The workshop built on itself to help ensure that staff had a good foundation of knowledge and were able to make informed decisions about LCCS’s action plan. We started with an exercise to come up with a “recipe” for a good organization. Then we connected each “ingredient” from the teams to the tool areas to help explain what each area covered. Staff then voted on their top three OCA tool areas using stickers, deciding on governance and strategy, project design and management, and finances. I presented the results of the assessment, and we took time to celebrate LCCS’s strengths, including a small group exercise on “What Makes You Proud to Work at LCCS?”

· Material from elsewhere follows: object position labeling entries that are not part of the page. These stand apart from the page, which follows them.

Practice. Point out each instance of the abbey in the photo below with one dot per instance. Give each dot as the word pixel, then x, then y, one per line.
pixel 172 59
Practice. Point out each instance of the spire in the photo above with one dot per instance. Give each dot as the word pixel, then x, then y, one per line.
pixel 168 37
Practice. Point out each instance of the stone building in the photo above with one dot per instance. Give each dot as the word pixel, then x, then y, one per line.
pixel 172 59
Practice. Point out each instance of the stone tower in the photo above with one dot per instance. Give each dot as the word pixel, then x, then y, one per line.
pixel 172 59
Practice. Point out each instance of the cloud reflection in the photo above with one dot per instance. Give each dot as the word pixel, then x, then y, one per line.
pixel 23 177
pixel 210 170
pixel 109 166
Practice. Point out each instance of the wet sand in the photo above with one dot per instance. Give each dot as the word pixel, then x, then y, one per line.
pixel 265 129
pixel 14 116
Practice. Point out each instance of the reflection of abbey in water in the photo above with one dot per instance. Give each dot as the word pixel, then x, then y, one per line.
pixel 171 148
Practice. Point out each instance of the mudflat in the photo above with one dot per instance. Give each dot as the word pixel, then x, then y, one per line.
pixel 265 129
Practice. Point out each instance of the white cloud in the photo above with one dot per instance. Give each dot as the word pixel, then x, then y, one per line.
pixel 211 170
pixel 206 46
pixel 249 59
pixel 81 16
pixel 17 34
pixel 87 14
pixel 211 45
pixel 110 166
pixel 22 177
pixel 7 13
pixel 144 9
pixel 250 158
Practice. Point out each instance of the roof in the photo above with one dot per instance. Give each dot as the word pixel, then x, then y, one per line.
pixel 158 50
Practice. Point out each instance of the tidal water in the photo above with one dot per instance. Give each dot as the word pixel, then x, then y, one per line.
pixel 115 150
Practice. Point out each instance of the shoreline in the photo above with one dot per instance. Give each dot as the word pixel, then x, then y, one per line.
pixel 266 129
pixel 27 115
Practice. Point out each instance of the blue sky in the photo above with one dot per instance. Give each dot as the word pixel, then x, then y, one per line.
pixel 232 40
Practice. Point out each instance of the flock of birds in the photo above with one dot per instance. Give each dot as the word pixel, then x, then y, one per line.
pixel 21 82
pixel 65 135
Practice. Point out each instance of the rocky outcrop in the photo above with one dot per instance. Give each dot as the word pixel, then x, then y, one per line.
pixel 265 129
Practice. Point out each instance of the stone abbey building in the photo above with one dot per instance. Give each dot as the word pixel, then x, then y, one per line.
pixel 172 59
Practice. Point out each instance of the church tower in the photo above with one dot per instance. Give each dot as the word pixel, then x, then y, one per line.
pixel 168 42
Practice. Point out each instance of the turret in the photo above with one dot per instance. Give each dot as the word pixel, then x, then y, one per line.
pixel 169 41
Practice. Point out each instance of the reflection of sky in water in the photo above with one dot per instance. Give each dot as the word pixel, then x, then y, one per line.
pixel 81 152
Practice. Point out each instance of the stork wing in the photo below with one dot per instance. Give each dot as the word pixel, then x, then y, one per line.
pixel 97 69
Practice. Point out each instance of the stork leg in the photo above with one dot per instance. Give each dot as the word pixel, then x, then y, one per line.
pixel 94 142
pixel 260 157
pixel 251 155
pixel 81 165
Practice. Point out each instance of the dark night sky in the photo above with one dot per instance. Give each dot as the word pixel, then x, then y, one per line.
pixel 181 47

We also did a fun trust-building activity about leadership. One group member stood at the finish line without a blindfold, while the other two stood at the start line with blindfolds. The goal is for the “leaders” to guide their teammates to the finish line using only their voice. The two rules were that the leader couldn’t cross the finish line to help their team, and if any staff bumped into another team’s members, they would both have to go back to the starting line. This activity was followed by staff drawing vision maps of the future, voting on their top three projects to focus on next year, and assigning responsible people. It was amazing and invigorating to see the high level of staff participation. We capped the day off with a certificate ceremony, and we celebrated with no-bake cookies, an American classic 😊
Thursday was definitely one of the best days since I’ve come to the village. The OCA was incredibly challenging at times, but I am excited to work with LCCS to develop and implement our capacity building action plan for next year! Mostly, I am incredibly grateful to all the people that made the process successful and relieved that it went well.